Daarnaast heeft het kabinet al aangekondigd om de WOZ-waarde in het woningwaarderingsstelsel
(WWS) te maximeren met als doel om ongewenste liberalisatie van sociale huurwoningen
tegen te gaan. Als gevolg hiervan zullen ook huurwoningen met een hogere WOZ-waarde
die geschikt zijn voor de lage middeninkomens, beschikbaar blijven in de sociale woningvoorraad.
Vraag 7
Deelt u de mening dat ook jongeren en singles recht hebben op betaalbaar wonen? Welk
percentage van de woonlasten vindt u betaalbaar?
Antwoord 7
De betaalbaarheid, toegankelijkheid en de kwaliteit van wonen voor mensen met een
middeninkomen en starters wil ik graag borgen. Ik heb daarom in de brief «Maatregelen
woningmarkt» van 17 september 2019 diverse maatregelen aangekondigd gericht op het
behoud van betaalbare huurwoningen in de bestaande voorraad, een betere verdeling
van betaalbare huurwoningen in de bestaande voorraad, het vergroten van de mogelijkheden
voor lokaal maatwerk voor woningcorporaties en het verbeteren van de balans tussen
starters en huurders.
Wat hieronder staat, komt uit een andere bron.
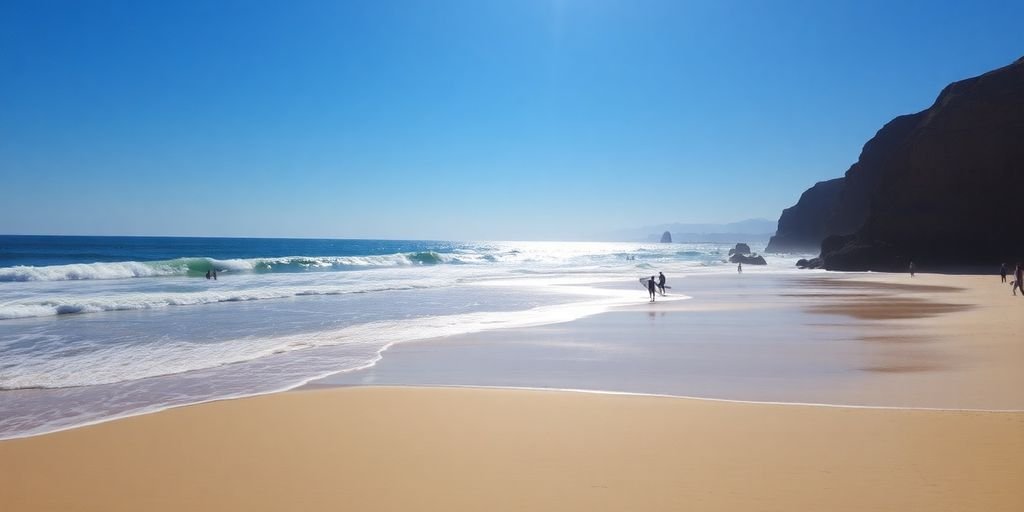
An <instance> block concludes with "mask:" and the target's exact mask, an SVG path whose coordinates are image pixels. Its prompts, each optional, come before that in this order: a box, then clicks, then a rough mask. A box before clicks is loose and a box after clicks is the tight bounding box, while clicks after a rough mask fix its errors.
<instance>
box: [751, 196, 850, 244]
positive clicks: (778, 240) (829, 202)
mask: <svg viewBox="0 0 1024 512" xmlns="http://www.w3.org/2000/svg"><path fill="white" fill-rule="evenodd" d="M844 182H845V180H844V178H836V179H829V180H828V181H819V182H817V183H815V184H814V186H812V187H810V188H808V189H807V190H804V194H802V195H801V196H800V200H799V201H797V204H796V205H794V206H792V207H790V208H786V209H785V210H782V216H781V217H779V218H778V228H777V229H776V230H775V236H774V237H772V238H771V240H770V241H768V247H767V248H766V249H765V252H766V253H810V252H813V253H817V252H818V250H819V248H820V247H821V241H822V240H824V239H825V237H827V236H828V231H827V230H826V229H825V221H826V220H828V218H829V216H830V215H831V211H833V209H834V208H835V207H836V204H837V203H838V202H839V197H840V193H841V191H842V190H843V184H844Z"/></svg>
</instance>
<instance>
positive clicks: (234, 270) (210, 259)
mask: <svg viewBox="0 0 1024 512" xmlns="http://www.w3.org/2000/svg"><path fill="white" fill-rule="evenodd" d="M495 260H496V258H495V257H494V256H493V255H480V254H472V253H470V254H446V253H436V252H433V251H425V252H414V253H400V254H386V255H379V256H318V257H311V256H286V257H281V258H250V259H214V258H204V257H195V258H177V259H172V260H164V261H117V262H103V263H74V264H68V265H48V266H24V265H23V266H12V267H4V268H0V282H25V281H81V280H124V279H132V278H159V276H167V275H190V276H201V275H203V274H205V273H206V272H207V271H213V270H216V271H218V272H299V271H309V270H345V269H360V268H373V267H391V266H411V265H436V264H443V263H452V264H459V263H484V262H489V261H495Z"/></svg>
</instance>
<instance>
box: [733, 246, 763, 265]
mask: <svg viewBox="0 0 1024 512" xmlns="http://www.w3.org/2000/svg"><path fill="white" fill-rule="evenodd" d="M729 261H730V262H731V263H746V264H749V265H767V264H768V262H767V261H765V259H764V257H762V256H758V255H757V254H753V253H751V246H749V245H746V244H742V243H740V244H736V247H734V248H732V249H729Z"/></svg>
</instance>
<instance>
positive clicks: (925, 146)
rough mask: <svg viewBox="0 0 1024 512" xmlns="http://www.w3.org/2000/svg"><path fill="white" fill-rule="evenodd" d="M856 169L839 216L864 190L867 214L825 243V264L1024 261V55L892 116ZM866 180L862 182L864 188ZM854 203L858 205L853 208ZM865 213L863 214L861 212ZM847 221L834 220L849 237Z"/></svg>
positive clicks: (849, 176) (865, 147) (875, 138)
mask: <svg viewBox="0 0 1024 512" xmlns="http://www.w3.org/2000/svg"><path fill="white" fill-rule="evenodd" d="M872 142H874V146H872V147H871V148H870V158H865V157H867V156H868V150H869V148H868V146H867V145H865V146H864V152H863V154H862V155H861V159H860V161H858V162H857V164H855V165H854V167H853V168H851V169H850V171H849V172H847V185H846V187H845V189H844V190H843V199H842V200H841V202H840V204H838V205H837V210H836V212H835V213H834V215H833V217H831V218H830V220H829V222H837V221H842V220H844V219H843V218H838V217H837V215H838V214H841V213H843V208H844V203H843V202H844V201H848V200H850V198H851V195H853V191H854V190H856V195H859V194H861V193H860V191H859V190H860V187H861V186H862V187H863V189H864V196H865V197H864V198H863V199H857V201H861V202H863V203H866V204H867V205H868V208H867V214H866V216H865V218H864V220H863V222H862V223H861V225H860V226H859V228H858V229H856V230H855V231H853V233H852V236H850V237H837V238H835V239H834V240H829V241H826V242H828V243H827V244H823V245H822V255H821V256H822V260H823V261H824V266H825V268H835V269H880V270H881V269H890V270H891V269H904V268H906V265H907V264H908V263H909V261H910V260H913V261H914V262H915V263H916V264H918V266H919V267H921V266H925V267H927V266H928V265H950V264H998V262H1000V261H1004V260H1013V261H1019V258H1021V257H1024V238H1022V237H1021V236H1020V232H1021V230H1022V229H1024V199H1022V197H1021V187H1022V186H1024V58H1022V59H1019V60H1017V61H1016V62H1014V63H1012V65H1010V66H1008V67H1006V68H1001V69H998V70H995V71H992V72H989V73H986V74H984V75H981V76H979V77H975V78H971V79H967V80H964V81H961V82H955V83H953V84H950V85H949V86H947V87H946V88H945V89H944V90H943V91H942V92H941V93H940V94H939V97H938V99H936V101H935V103H934V104H933V105H932V106H931V108H929V109H928V110H926V111H924V112H921V113H918V114H914V115H911V116H903V117H901V118H897V119H896V120H894V121H892V122H891V123H889V124H888V125H886V128H883V130H882V131H880V132H879V134H878V135H876V137H874V139H873V140H872ZM855 186H856V188H855ZM846 206H849V207H850V208H853V205H846ZM853 213H855V212H853ZM841 227H844V226H842V225H829V229H830V233H831V234H839V236H842V234H843V230H842V229H841Z"/></svg>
De hoogte van woonquotes zegt daarbij niet of de woonlasten
passen binnen het budget van het huishouden. Dat hangt af van de overige uitgaven
van het huishouden, waarbij gedacht kan worden aan uitgaven voor boodschappen, kleding
en recreatie.
Vraag 8
Aangezien jongeren en singles in de vrije sector tot wel de helft van hun inkomen
kwijt zijn aan woonlasten, vindt u ook niet dat zij toegang moeten houden tot sociale
huurwoningen? Bent u bereid uw voornemen om de toegang voor singles moeilijker te
maken te heroverwegen?
Antwoord 8
Van de mensen met een laag middeninkomen (ongeveer € 38.000 tot € 42.500) kan ongeveer
50% op basis van Nibud berekeningen een huur in de vrije sector niet betalen. Dit
zijn voornamelijk meerpersoonshuishoudens, waaronder gezinnen. Door de inkomensgrens
voor sociale huurwoningen van woningcorporaties (nu € 38.035) voor meerpersoonshuishoudens
te verhogen naar € 42.000 en die voor eenpersoonshuishoudens licht te verlagen naar
€ 35.000, wordt deze beter gericht op de betaalbaarheid voor de huishoudens. Eenpersoonshuishoudens
hebben bij eenzelfde inkomen meer bestedingsruimte voor wonen dan meerpersoonshuishoudens.
Ik verwacht voor het einde van dit jaar het wetsvoorstel Huur en inkomensgrenzen,
waarin de differentiatie van de inkomensgrens voor sociale huurwoningen van woningcorporaties
wordt voorgesteld, naar uw Kamer toe te sturen.